Les marques de mode et de beauté sont de loin les plus présentes dans le monde du gaming, mais les créateurs et les créatrices de contenu aimeraient que des marques plus variées s’impliquent. Morgan Nixon, qui diffuse des tutoriels de gameplay et de maquillage en direct sous le pseudonyme Bettynixx, a suggéré aux marques de décoration d’intérieur de sponsoriser des vidéos sur des idées d’aménagements dans les jeux. De son côté, Ether a encouragé les marques d’eau en bouteille à s’impliquer dans le monde du gaming, où les créateurs et les créatrices de contenu rappellent régulièrement à leurs abonné·es de bien s’hydrater.
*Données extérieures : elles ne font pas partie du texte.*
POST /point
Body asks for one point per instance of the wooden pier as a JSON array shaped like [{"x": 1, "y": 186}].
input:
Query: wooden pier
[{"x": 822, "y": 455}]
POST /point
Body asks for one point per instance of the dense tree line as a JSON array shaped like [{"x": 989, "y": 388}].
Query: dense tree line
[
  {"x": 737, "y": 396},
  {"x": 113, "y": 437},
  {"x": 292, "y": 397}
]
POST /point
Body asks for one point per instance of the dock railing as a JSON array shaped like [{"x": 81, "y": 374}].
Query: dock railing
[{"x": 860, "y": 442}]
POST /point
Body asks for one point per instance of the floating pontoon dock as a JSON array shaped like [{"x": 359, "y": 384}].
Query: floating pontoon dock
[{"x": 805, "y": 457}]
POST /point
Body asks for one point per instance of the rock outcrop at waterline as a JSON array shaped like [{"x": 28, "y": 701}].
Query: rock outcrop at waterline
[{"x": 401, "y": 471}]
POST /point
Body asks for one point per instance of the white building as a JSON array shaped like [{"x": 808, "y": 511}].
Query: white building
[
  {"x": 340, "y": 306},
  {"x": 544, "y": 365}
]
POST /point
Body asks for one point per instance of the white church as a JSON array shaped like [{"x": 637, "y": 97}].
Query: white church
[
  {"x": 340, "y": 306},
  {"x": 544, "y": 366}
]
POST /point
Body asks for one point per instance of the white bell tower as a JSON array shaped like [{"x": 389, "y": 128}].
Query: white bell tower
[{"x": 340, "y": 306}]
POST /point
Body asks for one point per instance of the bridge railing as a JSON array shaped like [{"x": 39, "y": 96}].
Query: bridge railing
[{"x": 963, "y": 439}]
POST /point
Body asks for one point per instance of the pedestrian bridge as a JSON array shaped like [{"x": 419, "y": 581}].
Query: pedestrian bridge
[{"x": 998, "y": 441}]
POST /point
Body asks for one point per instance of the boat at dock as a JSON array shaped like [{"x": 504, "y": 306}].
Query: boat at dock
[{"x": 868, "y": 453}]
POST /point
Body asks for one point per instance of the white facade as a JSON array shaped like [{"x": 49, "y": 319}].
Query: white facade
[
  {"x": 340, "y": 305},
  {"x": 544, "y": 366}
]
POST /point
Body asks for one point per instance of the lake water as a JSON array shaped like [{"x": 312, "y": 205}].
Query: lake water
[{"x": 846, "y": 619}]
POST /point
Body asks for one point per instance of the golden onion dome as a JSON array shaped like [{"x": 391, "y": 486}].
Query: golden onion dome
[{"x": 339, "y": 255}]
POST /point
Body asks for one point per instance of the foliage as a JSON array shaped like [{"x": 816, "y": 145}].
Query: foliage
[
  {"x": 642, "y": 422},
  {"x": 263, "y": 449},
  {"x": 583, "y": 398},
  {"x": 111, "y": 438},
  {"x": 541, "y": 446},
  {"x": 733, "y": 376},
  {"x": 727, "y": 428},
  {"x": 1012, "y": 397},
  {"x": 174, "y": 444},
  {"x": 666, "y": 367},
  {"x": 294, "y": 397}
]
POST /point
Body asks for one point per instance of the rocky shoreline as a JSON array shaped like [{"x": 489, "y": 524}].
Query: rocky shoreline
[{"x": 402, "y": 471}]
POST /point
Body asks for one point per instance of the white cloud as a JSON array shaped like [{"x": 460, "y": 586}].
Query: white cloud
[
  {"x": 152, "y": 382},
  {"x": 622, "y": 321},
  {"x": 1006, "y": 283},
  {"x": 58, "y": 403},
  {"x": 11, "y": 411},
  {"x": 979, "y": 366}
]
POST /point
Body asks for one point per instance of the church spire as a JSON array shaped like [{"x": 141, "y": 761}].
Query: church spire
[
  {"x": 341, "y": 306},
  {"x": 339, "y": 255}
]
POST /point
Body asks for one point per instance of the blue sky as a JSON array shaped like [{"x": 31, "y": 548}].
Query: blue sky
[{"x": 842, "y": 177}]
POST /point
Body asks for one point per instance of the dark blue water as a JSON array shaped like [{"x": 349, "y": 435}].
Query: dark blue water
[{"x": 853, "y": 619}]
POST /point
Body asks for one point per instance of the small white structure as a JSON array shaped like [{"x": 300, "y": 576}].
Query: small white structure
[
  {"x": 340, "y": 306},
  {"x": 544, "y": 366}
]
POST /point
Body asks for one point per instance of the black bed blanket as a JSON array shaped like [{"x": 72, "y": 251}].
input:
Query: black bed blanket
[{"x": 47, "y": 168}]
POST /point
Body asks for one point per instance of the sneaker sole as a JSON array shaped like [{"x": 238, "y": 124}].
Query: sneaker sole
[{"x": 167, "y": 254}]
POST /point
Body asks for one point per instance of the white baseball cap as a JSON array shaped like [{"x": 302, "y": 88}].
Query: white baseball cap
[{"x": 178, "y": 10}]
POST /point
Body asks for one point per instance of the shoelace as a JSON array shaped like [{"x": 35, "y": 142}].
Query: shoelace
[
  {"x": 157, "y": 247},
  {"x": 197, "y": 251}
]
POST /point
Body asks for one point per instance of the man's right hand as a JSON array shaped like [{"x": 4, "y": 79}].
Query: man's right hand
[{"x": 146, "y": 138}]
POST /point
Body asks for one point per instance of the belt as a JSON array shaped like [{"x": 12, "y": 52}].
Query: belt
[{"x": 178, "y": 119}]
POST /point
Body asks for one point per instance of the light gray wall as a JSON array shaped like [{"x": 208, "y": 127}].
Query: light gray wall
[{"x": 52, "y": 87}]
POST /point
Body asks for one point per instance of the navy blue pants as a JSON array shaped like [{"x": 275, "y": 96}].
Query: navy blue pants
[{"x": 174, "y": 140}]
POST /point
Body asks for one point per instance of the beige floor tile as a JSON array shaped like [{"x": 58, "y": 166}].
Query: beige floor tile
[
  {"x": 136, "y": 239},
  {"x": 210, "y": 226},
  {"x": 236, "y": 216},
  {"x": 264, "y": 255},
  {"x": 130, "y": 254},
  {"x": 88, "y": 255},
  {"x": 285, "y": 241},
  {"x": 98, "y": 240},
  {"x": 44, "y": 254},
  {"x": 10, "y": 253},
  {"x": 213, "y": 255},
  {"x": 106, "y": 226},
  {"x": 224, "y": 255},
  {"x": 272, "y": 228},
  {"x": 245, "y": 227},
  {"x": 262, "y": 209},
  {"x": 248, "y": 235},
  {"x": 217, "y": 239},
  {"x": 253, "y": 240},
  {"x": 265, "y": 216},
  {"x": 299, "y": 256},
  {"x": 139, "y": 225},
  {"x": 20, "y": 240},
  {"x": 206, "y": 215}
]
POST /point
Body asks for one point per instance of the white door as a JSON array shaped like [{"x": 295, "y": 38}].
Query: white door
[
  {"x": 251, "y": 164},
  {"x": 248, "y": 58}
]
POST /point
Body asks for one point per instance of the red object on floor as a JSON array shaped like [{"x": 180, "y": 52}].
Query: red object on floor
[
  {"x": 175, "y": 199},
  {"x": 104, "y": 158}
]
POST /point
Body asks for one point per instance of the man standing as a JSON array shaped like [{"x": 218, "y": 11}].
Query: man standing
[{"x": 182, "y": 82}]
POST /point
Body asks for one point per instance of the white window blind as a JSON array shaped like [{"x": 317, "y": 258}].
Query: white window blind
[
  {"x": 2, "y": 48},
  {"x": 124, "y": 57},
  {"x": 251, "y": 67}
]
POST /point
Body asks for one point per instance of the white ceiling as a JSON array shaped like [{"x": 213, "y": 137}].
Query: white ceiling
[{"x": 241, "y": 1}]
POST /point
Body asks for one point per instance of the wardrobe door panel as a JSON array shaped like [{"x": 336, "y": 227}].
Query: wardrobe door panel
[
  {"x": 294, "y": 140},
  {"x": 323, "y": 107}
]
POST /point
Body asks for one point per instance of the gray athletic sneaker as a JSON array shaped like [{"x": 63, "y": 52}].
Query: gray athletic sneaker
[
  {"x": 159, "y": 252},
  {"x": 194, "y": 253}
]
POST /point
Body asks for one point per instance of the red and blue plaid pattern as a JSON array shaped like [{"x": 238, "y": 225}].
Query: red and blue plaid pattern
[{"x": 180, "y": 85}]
« Vous devez connaître l’audience auprès de laquelle vous faites la promotion des produits, ainsi que ses centres d’intérêt », explique Alia Shelesh, qui diffuse des parties en direct sous le pseudonyme SSSniperWolf et du contenu sur les produits de beauté en tant que Little Lia.

Les jeux vont permettre de se retrouver

Il suffit d’avoir joué à Roblox, à Fortnite ou à Animal Crossing pendant une période de distanciation sociale pour comprendre à quel point les jeux vidéo permettent de réunir des personnes éloignées géographiquement. Selon le rapport « Intro to the Metaverse » de Newzoo, le métavers est tout simplement la prochaine étape de l’évolution de ces mondes virtuels. Ceux-ci deviendront des environnements permanents où « plusieurs participant·es pourront créer de la valeur et l’exploiter au-delà du produit principal ».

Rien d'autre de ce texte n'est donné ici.